Served my apprenticeship repairing trawler engines like this 1968-1973,
Mirrlees, Ruston, Stork Werkspoor and Polar.


----------



## sam2182sw (Jul 24, 2005)

I was in charge of the full conversion and all the lads that where training. sam2182sw


----------



## david freeman (Jan 26, 2006)

memories Boyd, Hellyer, BUT Boston, Marrs, and the others running factory ships and wet fishers out of HUll St Andrews.
The firm between Hellyer/BUT and Boston ? (on the dryside of the dock) who where they? and then the trawler firm with the Hammon Innes and Ian Flemming?, and that Nowegian Outfit with the Calydon, and Trachadon (Henriksens?)


----------



## chadburn (Jun 2, 2008)

Did you do any Telegraph time Sternchallis?


----------



## trotterdotpom (Apr 29, 2005)

#3. The trawler company with all the authors' names, i.e. Ian Fleming, was Newingtons.

John T


----------



## david freeman (Jan 26, 2006)

trotterdotpom said:


> #3. The trawler company with all the authors' names, i.e. Ian Fleming, was Newingtons.
> 
> John T


Was Hamblings the other Trawler co I was trying to remember. There factory ships began with ST (Saint).??????


----------



## trotterdotpom (Apr 29, 2005)

The trawlers called St, e.g. St Romanus, were owned by Hamlins.

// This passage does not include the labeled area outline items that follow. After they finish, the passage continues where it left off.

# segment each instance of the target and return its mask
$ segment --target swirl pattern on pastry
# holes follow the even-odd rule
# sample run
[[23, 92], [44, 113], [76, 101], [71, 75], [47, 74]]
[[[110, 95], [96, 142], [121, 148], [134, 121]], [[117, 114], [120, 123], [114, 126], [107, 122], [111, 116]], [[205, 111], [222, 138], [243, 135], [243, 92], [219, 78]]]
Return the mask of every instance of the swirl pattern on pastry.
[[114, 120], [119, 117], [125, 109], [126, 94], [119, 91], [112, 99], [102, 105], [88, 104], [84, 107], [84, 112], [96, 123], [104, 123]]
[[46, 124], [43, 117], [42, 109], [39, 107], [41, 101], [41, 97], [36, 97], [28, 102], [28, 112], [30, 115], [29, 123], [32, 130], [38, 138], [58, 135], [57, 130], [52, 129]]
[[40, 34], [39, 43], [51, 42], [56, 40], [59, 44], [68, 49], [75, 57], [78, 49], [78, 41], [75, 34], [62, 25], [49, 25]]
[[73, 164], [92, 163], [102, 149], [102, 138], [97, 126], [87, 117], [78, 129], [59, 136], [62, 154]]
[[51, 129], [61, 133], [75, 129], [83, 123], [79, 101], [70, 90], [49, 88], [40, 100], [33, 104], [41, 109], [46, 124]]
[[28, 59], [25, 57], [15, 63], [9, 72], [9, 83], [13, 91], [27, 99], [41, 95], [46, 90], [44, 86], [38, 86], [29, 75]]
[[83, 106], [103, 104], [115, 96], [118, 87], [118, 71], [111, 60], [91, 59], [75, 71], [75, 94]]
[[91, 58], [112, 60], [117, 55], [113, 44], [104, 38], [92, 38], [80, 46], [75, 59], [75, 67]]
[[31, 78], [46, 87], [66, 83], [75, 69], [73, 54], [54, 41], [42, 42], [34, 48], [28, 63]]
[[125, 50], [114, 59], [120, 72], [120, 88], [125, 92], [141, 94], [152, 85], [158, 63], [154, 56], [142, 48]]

For interest, here's some info on St Romanus http://hulltrawler.net/Sidewinder/Vessel - Saint/St ROMANUS H223.htm

John T


----------



## chadburn (Jun 2, 2008)

The high price that is paid to put Fish on our tables.


----------



## John Dryden (Sep 26, 2009)

It was Thomas Hamling & Co Ltd.


----------